“Niente è lasciato al caso per il Questore De Francesco” di Gaetano Panariello, Giuseppe de Nicola Editore. Libertà e giustizia. Le due parole chiave per descrivere il romanzo

 


Di Alessandra Sigillo

Libertà e giustizia. Le due parole chiave per descrivere il romanzo Niente è lasciato al caso per il Questore De Francesco di Gaetano Panariello (Giuseppe de Nicola Editore), che ci accompagna nel viaggio interiore di un personaggio realmente esistito, a cavallo fra la fine dell’Ottocento e i primi cinquant’anni del Novecento. Il nostro questore, un uomo duro, spigoloso, nel contempo pieno di umanità, si ritrova a fare i conti con il concetto di giustizia e di conseguenza di libertà di scelta.

Cosa siamo disposti a fare per ciò in cui crediamo? E soprattutto il senso di giustizia può non essere solo oggettivo, ma anche interpretabile? Queste sono le domande che il questore si pone nel corso di questo suo viaggio interiore.

In tutto il romanzo, che si basa su una scrittura intimistica, il questore, invece di vivere serenamente la propria vecchia, si ritrova di fronte a inquietudini e rimpianti. Allora, dietro invito della moglie, che decide di affidargli un compito di scrittura, con la sua fedele macchina per scrivere Remington, ripercorre i casi che hanno scatenato in lui dubbi e domande in un periodo storico non facile.

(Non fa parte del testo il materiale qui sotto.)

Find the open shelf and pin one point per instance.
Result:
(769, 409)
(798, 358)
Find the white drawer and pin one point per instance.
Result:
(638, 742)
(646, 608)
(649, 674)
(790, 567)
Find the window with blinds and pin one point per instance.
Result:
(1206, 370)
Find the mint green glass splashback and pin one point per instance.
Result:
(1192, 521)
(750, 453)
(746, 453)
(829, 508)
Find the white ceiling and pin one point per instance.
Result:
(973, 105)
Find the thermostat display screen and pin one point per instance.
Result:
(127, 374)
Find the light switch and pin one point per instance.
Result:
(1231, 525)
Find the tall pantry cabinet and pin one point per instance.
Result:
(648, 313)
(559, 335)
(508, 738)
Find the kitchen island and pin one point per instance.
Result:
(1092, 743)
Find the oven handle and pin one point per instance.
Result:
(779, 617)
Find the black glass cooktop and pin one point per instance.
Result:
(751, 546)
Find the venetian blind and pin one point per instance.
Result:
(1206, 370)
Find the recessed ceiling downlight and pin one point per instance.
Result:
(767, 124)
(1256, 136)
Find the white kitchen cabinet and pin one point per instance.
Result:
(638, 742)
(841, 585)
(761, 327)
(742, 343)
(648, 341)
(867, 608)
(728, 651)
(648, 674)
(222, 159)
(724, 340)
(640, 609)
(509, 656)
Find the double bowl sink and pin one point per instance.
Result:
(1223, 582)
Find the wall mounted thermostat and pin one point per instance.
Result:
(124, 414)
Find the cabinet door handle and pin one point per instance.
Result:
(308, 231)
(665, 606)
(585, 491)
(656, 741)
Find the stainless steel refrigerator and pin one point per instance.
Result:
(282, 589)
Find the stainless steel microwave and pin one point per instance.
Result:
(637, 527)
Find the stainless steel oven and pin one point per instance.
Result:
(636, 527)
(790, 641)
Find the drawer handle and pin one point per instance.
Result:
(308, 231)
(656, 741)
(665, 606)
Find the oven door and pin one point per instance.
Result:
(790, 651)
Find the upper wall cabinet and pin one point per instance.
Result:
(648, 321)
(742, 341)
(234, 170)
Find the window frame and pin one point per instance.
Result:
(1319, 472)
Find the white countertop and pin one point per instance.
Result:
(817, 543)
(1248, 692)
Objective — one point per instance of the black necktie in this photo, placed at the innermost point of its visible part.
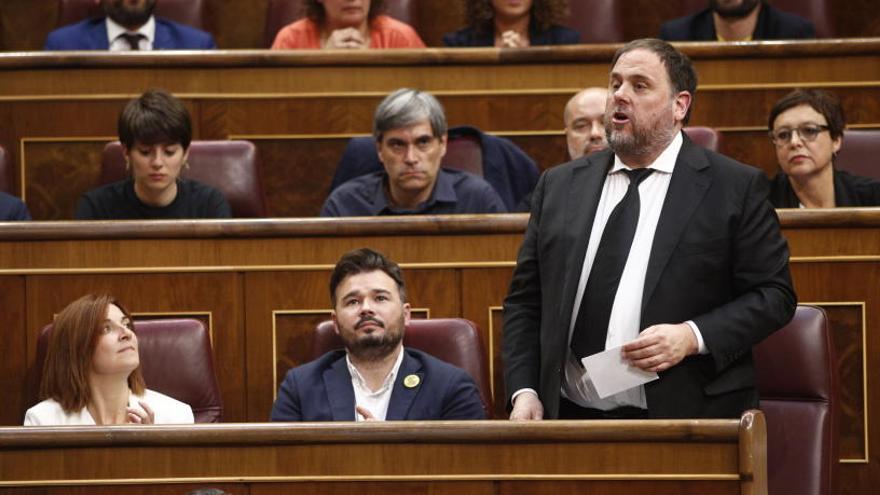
(133, 40)
(591, 326)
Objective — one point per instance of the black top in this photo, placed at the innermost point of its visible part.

Scopriamo perciò casi giudiziari del passato di nuovo sotto la lente dell’anziano magistrato; spesso ci troviamo davanti omicidi perpetrati per imporre un’idea, in un’Italia in cui la parola “obbedire” avrebbe lasciato man mano poco spazio alla libertà. Ogni caso rappresenta una sfida unica e il questore ci apre le porte non solo della sua vita lavorativa, ma anche della sua vita intima rappresentata da una moglie estremamente fedele che diviene sua complice e porto sicuro con cui confidarsi.

Rosa lo sprona a scrivere non solo per sottrarlo alla noia, soprattutto perché nessuno come lui può conoscere il vero lavoro che si cela dietro ad ogni singolo fatto di cronaca. Molto spesso le persone sono incuriosite esclusivamente dalla soluzione del caso, mentre il nostro questore ci racconta i dettagli, i pensieri, le riflessioni attorno a circostanze insospettabili che vanno ben oltre la loro banale conclusione. A tal proposito è interessante come alla fine di ogni risoluzione ci sia un breve resoconto personale, postumo ai fatti e su cui egli ancora si interroga, chiedendosi se avesse potuto far di meglio.

Il vecchio questore si racconta in queste pagine senza paura, e se necessario decide di tornare a indagare anche su questioni pericolose. “Ma nulla, nemmeno la minaccia di ripercussioni politiche o eventuali conseguenze più gravi, fece vacillare la determinazione di Don Fulvio”. E anche “era persona gioiosa e allegra, ma, quando si toccava la sua professione, era un uomo tutto di un pezzo”.

Poiché il suo intuito gli permette di andare oltre la superficie delle cose e, per l’appunto, “nulla è lasciato al caso”.

Un personaggio per certi versi moderno, capace di mettersi continuamente in discussione, virtù di pochi; ed è per questo che nella sua semplicità è da ritenere un uomo di eccezionale intelligenza.

Il questore (e di conseguenza l’autore) ci lascia con una considerazione amara e fiduciosa allo stesso tempo: si potrà raccontare una fase diversa dei tempi che verranno “quando l’idea di libertà avrà un sapore più dolce”.